Naturally, this task was far from simple. We spent most of the morning attempting to make it work with the page-break-before and page-break-after properties, setting them to both always and avoid in different places, but for some reason they just didn’t seem to take. The progress was a bit slow since every time we made a change we had to update the browser, generate the PDF and scroll to the bottom, where we had an example we’d managed to replicate, and see what it looked like. While we were looking at the code, we found a whole lot of page-break-before and page-break-after's on different classes, sometimes in places where they didn’t matter and sometimes put together in such a way that they cancelled each other out. We cleaned things up as best we could, and I was reminded how important it is to make helper/utility classes in my CSS for properties like this that I can reuse again and again, rather than sticking the same properties onto a ton of different classes in a bunch of different files. Doing it that way can make changing things later much more difficult than is necessary.

I started to look more into the properties as well as how they’re typically handled. When you’re looking at a page, even something really long, on your computer, you don’t see any page breaks. Those only come when you either print off what’s on your screen or do something else, like export it to a PDF. I read about a media query that applies styles just when the web page is being printed (@media print), and we tried applying it to our CSS classes. This didn’t fix the problem, but I wanted to see what would happen if we printed out our PDF. Sure enough, on our printed version, the images listened to our code and didn’t break across pages. So we had solved for actual printing, but the team knew that these PDFs are often created and then emailed, and possibly never printed off. We still had to figure it out for PDFs.

After lunch, I realized that we had to be missing something, and asked Kirstin to explain more about how the PDFs are generated. She helped us backtrack the process to a PDF generator library, and I spent a while reading its docs for anything that would help. Eventually I found it - a line that explained why we couldn’t get the header to stick to its image. It said that a page-break style was applied to something too long, like an div that ranged three pages, it simply wouldn’t do anything. This was exactly our problem. Because of the way the content of each PDF was dynamically generated, it wasn’t a simple matter of wrapping what we wanted in a div and giving the wrapper our styles. We had to wrap more than we wanted, and because it was too long, the PDF generator simply ignored our styles.

We didn’t have a fix, but we did know a lot more than when we started.
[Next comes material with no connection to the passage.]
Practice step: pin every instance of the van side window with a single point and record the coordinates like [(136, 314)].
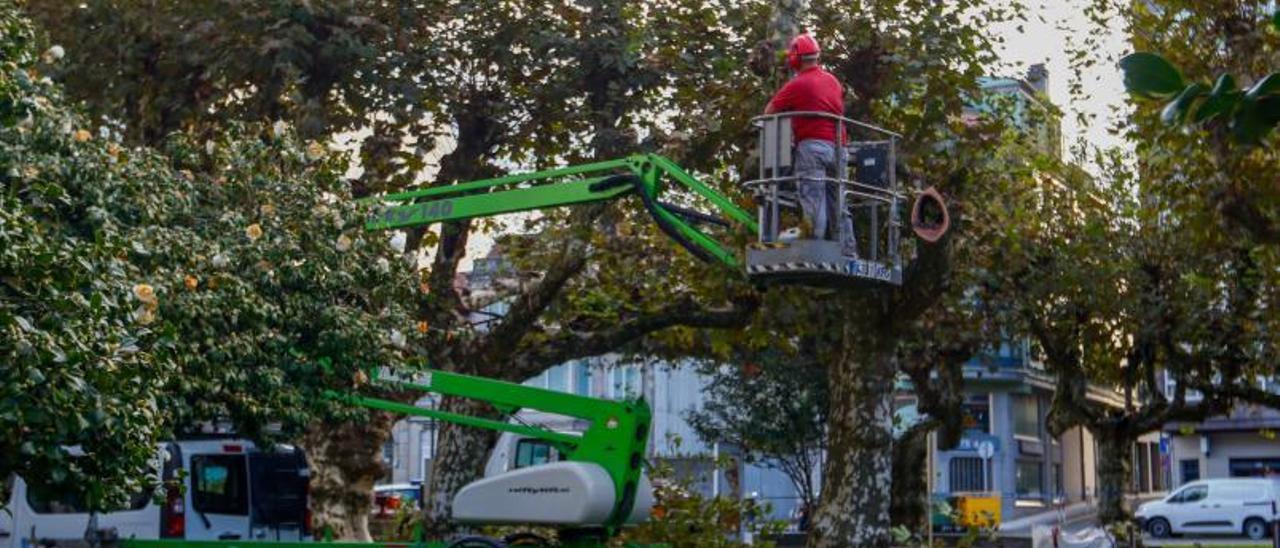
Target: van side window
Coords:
[(1192, 494), (530, 452), (218, 484)]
We updated our related stories with this new information and went about trying to find a work-around. We created a new rule that would put a page break before every header, starting every new section on its own page. This solution isn’t perfect, since it created some odd white space when the content didn’t work out to completely fill its last page, but it did result in headers sticking with their images and images always being at the top of the page, meaning they never got split across two pages. Unfortunately, it’s a situation where we might have to go with a solution that doesn’t make everyone happy - we learned that this used to be the way the PDFs were styled, but people using them didn’t like the extra white space. So they got rid of them, only to start getting tickets about the images being split. Kristin, who understands the code that dynamically generates the content really well, knows that if she had a lot of time she could redo it to make it possible to isolate the parts we want and put wrapper classes around them, but then it becomes a matter of deciding if its worth it to the client to pay that much to fix something that might not be a huge problem - after all, it’s a styling issue, nothing to do with functionality. I really wish we had been able to come up with an elegant solution by the end of the day, but it looks like Kristin and the rest of the team will have to discuss it with the client to figure out if its worth investing more time to fix.

This seems to be a somewhat common situation with client work - you know you can make something work eventually - you might even really want to figure out the solution, like Kristin and I still do - but it may not be in the client’s best interest to pay you to do it.

Before today, I had never thought about how PDFs are created and styled. There’s clearly a lot that goes into it, and I had trouble finding resources that gave this information, possibly because both PDF and printing pages are becoming a thing of the past. Nevertheless, I’m glad I have a better handle on it now. In the future, if I ever get to help my team choose the resources for things like a PDF generator, I’m going to try to investigate the support it has around styling. I’m continuing to learn that crafters are always learning about new things that they probably never thought they’d have to study. It’s not about knowing everything but rather honing your skills at research and learning new things quickly.

Main takeaways of the day:

  • Make sure you spend time researching before diving into a problem. If I had started off by researching PDF generation more thoroughly than I did, I could have asked Kristin about how they are generated earlier on and not wasted time wondering why our page-break styles refused to work.
  • There’s not an elegant solution for every problem. Sometimes you have to find the best solution for the given constraints and accept that you’ve left the project better than you found it.